This builds NumPy first, so the first time it may take a few minutes.

You can also use spin bench for benchmarking. See spin --help for more command line options.

Note

If the above commands result in RuntimeError: Cannot parse version 0+untagged.xxxxx, run git pull upstream main --tags.

Additional arguments may be forwarded to pytest by passing the extra arguments after a bare --. For example, to run a test method with the --pdb flag forwarded to the target, run the following:

$ spin test -t numpy/tests/test_scripts.py::test_f2py -- --pdb

You can also match test names using python operators by passing the -k argument to pytest:

$ spin test -v -t numpy/_core/tests/test_multiarray.py -- -k "MatMul and not vector"

Note

Remember that all tests of NumPy should pass before committing your changes.

Note

Some of the tests in the test suite require a large amount of memory, and are skipped if your system does not have enough.

Other build options#

For more options including selecting compilers, setting custom compiler flags and controlling parallelism, see Compiler selection and customizing a build (from the SciPy documentation.)

Running tests#

Besides using spin, there are various ways to run the tests. Inside the interpreter, tests can be run like this:

>>> np.test()  
>>> np.test('full')   # Also run tests marked as slow
>>> np.test('full', verbose=2)   # Additionally print test name/file

An example of a successful test :
``4686 passed, 362 skipped, 9 xfailed, 5 warnings in 213.99 seconds``

Or a similar way from the command line:

$ python -c "import numpy as np; np.test()"

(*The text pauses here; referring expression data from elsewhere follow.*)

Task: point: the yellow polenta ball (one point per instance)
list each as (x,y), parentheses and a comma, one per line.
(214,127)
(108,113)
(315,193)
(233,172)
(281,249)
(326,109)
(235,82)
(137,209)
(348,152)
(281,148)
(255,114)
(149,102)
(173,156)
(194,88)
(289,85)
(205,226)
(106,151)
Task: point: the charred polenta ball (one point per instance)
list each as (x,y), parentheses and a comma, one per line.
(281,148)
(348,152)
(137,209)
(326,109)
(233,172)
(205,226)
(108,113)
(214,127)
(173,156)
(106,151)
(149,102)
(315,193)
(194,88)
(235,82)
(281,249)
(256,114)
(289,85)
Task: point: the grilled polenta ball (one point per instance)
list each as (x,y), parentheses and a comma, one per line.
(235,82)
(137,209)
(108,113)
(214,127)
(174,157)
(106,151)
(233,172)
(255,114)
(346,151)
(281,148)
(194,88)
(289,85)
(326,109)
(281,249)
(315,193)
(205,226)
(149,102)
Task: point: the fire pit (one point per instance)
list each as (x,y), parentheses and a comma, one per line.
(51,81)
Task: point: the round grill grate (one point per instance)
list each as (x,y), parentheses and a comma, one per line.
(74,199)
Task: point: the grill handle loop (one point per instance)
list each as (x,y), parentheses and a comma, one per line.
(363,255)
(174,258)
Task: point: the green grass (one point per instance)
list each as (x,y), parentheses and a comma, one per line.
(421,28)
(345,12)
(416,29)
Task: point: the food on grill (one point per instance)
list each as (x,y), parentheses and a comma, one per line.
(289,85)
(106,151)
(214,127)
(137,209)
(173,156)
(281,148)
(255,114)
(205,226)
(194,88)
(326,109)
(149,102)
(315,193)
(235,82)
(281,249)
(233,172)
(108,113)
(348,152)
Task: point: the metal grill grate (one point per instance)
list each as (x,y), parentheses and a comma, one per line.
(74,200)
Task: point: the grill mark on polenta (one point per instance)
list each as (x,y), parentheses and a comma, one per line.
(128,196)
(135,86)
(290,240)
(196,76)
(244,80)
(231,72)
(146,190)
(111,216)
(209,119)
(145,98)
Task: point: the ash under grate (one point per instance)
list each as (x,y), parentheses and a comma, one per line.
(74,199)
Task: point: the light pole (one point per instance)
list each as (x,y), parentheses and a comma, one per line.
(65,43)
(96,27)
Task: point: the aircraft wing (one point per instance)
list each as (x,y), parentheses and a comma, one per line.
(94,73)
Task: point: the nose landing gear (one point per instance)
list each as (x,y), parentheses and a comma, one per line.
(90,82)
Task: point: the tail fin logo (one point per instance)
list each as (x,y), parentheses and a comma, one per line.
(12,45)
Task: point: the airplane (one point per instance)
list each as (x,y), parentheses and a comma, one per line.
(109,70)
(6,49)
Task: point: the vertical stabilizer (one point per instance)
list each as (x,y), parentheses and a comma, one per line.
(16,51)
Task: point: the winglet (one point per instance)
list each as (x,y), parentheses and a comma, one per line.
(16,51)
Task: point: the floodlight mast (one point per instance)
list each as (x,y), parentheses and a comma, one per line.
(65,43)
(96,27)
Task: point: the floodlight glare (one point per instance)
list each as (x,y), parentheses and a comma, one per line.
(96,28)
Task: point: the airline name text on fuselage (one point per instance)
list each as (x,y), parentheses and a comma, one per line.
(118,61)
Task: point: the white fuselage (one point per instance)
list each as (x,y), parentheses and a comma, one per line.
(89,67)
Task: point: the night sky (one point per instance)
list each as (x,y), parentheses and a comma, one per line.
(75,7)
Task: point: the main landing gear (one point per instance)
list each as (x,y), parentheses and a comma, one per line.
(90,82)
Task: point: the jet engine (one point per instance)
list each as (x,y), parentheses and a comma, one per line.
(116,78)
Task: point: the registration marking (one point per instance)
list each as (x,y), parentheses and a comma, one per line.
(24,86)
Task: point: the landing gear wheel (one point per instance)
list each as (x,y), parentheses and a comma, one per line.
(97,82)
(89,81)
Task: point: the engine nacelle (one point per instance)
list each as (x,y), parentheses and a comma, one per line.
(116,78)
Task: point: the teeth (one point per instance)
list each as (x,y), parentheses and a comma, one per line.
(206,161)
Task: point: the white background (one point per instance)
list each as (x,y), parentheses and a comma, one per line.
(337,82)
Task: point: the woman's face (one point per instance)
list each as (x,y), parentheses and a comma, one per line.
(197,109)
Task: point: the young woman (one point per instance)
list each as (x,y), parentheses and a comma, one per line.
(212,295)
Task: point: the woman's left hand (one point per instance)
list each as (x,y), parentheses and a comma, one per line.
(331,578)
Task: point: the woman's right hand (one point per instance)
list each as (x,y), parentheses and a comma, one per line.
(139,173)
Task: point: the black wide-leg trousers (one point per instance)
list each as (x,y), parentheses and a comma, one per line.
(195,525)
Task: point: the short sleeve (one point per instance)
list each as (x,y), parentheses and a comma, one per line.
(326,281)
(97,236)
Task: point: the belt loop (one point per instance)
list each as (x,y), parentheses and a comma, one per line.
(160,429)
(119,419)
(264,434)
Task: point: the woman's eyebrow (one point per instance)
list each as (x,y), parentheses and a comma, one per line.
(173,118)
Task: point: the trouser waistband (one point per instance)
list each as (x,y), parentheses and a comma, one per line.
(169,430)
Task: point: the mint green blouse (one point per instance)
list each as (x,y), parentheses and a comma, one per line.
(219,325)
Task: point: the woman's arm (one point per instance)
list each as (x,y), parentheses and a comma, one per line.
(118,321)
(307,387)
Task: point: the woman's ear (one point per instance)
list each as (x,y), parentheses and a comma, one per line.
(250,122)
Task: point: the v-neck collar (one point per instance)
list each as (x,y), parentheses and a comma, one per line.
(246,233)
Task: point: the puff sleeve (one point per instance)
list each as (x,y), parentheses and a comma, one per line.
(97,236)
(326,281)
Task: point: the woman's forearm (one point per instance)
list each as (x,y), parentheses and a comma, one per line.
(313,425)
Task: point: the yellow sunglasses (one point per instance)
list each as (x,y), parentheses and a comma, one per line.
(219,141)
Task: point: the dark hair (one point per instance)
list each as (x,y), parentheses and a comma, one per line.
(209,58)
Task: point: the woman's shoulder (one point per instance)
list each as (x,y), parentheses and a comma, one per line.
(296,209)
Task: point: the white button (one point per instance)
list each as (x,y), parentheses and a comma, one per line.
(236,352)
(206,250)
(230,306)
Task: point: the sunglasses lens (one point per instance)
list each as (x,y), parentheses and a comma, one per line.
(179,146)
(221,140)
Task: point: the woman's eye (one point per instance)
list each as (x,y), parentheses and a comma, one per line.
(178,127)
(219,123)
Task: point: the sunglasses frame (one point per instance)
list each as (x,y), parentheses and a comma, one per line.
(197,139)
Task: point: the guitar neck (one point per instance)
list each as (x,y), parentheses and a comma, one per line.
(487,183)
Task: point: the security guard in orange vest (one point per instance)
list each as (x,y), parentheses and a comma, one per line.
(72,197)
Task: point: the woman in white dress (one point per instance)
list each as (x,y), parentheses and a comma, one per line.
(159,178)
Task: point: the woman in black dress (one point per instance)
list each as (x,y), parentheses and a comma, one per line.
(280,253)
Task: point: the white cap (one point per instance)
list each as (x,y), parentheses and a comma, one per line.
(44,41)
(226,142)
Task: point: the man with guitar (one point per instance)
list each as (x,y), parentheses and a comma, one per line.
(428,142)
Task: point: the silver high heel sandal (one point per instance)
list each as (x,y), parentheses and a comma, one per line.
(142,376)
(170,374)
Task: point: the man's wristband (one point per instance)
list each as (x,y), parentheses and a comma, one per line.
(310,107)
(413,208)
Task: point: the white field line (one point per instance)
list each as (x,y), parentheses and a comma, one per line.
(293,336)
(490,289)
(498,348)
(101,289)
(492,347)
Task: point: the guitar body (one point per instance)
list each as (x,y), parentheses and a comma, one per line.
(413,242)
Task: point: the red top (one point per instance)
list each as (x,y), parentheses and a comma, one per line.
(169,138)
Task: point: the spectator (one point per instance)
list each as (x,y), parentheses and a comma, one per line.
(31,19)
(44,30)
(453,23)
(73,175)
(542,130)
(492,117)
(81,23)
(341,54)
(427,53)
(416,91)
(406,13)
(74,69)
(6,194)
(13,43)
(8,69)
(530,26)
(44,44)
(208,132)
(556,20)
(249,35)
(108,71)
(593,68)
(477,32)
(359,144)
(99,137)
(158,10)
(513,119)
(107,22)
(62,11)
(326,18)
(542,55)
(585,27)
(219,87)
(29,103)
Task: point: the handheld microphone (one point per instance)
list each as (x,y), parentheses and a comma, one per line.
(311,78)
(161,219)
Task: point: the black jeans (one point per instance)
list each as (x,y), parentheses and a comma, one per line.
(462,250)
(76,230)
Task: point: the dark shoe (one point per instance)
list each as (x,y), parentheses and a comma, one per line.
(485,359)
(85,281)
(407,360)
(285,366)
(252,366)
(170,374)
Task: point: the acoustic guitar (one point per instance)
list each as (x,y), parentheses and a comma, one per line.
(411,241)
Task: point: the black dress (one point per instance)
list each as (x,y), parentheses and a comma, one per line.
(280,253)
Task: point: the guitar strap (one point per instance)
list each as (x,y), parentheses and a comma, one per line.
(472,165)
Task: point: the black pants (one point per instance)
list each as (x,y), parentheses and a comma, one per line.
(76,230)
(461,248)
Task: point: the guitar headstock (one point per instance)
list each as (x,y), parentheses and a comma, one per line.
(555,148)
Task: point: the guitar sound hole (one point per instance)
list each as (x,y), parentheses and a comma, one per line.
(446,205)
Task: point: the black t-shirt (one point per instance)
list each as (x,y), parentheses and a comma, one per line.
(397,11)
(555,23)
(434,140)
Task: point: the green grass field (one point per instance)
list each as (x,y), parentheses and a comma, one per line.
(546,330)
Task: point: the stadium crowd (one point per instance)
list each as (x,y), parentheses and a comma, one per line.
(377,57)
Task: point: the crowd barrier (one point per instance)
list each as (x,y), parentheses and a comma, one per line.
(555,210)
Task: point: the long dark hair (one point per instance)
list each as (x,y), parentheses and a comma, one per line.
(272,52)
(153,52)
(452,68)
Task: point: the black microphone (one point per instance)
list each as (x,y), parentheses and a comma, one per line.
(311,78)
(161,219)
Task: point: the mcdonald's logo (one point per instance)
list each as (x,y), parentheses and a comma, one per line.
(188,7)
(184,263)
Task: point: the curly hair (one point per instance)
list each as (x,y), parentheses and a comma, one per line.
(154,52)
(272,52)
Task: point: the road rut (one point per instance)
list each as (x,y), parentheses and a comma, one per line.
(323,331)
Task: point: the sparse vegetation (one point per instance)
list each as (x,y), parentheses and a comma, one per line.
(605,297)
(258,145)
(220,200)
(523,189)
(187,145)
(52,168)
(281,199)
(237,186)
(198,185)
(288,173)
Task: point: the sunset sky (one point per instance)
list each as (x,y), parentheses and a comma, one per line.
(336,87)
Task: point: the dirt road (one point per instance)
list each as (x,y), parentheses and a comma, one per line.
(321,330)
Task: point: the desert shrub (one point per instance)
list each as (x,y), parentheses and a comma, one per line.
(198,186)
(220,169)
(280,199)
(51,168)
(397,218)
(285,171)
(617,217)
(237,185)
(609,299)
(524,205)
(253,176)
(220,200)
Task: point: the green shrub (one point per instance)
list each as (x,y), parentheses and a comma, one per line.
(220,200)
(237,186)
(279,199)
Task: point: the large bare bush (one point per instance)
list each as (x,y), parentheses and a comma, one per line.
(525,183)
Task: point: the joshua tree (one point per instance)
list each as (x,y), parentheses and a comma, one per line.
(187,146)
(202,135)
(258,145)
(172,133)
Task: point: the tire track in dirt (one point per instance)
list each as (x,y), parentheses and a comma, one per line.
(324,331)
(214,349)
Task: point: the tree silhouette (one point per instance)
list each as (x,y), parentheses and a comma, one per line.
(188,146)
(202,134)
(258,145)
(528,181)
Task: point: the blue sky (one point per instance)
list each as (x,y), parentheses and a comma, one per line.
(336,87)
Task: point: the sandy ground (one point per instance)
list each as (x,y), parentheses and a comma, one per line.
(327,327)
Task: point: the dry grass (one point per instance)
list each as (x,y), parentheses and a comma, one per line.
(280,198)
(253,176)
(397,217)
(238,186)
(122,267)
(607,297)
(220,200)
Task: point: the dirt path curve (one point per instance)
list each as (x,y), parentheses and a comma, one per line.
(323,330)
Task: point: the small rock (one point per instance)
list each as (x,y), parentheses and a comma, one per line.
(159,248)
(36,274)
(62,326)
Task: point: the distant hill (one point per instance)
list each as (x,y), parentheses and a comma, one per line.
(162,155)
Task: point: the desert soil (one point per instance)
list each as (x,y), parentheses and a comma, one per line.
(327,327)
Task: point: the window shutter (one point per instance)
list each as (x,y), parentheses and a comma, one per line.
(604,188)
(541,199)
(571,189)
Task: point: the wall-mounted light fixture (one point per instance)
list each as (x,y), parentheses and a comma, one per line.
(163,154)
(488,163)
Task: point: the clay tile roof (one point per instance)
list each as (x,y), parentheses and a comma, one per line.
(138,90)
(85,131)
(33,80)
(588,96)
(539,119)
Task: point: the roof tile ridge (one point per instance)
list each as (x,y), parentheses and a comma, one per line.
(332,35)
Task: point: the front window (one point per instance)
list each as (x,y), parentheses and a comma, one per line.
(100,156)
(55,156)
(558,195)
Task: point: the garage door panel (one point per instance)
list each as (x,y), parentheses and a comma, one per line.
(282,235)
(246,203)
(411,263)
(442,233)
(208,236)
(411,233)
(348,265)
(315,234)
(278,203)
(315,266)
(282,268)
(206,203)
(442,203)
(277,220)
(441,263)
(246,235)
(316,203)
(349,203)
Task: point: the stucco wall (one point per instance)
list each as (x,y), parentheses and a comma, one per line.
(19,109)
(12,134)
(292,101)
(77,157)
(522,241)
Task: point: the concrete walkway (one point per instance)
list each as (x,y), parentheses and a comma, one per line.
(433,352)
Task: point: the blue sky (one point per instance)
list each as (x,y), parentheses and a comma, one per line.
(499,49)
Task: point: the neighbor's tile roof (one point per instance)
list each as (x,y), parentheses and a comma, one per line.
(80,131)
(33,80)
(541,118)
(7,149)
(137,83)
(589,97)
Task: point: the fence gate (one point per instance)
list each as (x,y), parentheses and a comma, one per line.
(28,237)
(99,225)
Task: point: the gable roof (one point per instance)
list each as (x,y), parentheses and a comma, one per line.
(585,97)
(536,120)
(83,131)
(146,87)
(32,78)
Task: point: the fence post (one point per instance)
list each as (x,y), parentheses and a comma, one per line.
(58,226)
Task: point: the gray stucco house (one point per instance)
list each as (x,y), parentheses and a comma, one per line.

Tests can also be run with pytest numpy, however then the NumPy-specific plugin is not found which causes strange side effects.

Running individual test files can be useful; it’s much faster than running the whole test suite or that of a whole module (example: np.random.test()). This can be done with:

$ python path_to_testfile/test_file.py

That also takes extra arguments, like --pdb which drops you into the Python debugger when a test fails or an exception is raised.

Running tests with tox is also supported. For example, to build NumPy and run the test suite with Python 3.9, use:

$ tox -e py39

For more extensive information, see Testing guidelines.

Note: do not run the tests from the root directory of your numpy git repo without spin, that will result in strange test errors.

Running linting#

Lint checks can be performed on newly added lines of Python code.

Install all dependent packages using pip:

$ python -m pip install -r requirements/linter_requirements.txt

To run lint checks before committing new code, run:

$ python tools/linter.py

To check all changes in newly added Python code of current branch with target branch, run:

$ python tools/linter.py --branch main

If there are no errors, the script exits with no message. In case of errors, check the error message for details:

$ python tools/linter.py --branch main
./numpy/_core/tests/test_scalarmath.py:34:5: E303 too many blank lines (3)
1       E303 too many blank lines (3)

It is advisable to run lint checks before pushing commits to a remote branch since the linter runs as part of the CI pipeline.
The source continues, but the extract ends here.